My algorithm requires each thread to store a “dim” length double for each thread. Lets call this variable “state”. Typically the value of dim will vary from 6 to 12, but can be as high as 128. In most cases the value of dim will be 6.
The value of “DIM” will be the same for each kernel call. The final code will have multiple kernel calls with varying DIM values.
The shared memory “state” variable will be reused many times per thread… hence I planned to put it in shared memory.
Currently am planning to define the shared variable for each block as follows:
__shared__ double state[blockSize][dim]; // and access it as state[tid] = some computation ; state[tid] = some computation by same thread ; . . .

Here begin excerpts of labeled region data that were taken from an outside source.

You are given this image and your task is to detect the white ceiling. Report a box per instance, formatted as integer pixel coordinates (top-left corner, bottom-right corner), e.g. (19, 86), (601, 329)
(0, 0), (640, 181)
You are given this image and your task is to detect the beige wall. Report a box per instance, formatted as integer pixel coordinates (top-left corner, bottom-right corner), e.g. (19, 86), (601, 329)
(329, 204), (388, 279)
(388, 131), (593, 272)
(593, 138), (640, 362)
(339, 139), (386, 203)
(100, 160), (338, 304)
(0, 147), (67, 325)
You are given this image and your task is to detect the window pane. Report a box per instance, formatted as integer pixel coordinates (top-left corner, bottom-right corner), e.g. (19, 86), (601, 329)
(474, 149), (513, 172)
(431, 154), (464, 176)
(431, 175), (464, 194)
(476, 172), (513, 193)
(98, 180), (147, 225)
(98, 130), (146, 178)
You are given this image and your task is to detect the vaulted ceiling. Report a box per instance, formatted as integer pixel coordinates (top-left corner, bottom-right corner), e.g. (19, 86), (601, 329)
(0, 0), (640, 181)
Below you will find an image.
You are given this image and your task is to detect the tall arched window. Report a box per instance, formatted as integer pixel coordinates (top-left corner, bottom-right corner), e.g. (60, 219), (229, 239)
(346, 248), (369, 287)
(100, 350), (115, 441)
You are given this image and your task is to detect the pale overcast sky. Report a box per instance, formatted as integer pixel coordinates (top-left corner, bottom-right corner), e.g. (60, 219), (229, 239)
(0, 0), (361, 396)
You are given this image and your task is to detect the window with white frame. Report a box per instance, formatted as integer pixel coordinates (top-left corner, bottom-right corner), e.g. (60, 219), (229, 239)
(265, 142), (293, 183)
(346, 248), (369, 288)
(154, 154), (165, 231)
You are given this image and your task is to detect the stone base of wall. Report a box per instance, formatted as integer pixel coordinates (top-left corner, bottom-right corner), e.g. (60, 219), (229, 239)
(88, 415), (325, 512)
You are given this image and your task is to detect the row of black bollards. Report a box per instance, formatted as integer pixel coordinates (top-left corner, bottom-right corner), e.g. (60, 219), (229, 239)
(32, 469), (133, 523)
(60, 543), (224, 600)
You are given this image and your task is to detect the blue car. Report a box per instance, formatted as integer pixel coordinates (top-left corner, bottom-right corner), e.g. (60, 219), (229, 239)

blockSize is either 64 for now.
And each thread would access the whole second “dim” dimension of the variable to do various calculations on per-thread basis.
As I am new to FERMI (using a M2090) am not really sure if this is the best way to layout such a variable in shared memory or is there a better way to define/read the variable in shared memory ( 1d layout ? ) ? Will the above mentioned mode of access lead to bank conflicts ? ( I suspect it will ). … is there anyway to avoid them or minimize their impact ?
The programming guide (4.2) doesn’t give much information on double access on Fermi for 2d data layout . The 2d layout is just for convince… but am not sure how to make 1d layout that will not lead to bank conflicts, given the value of dim being variable.
Thanks for all the help.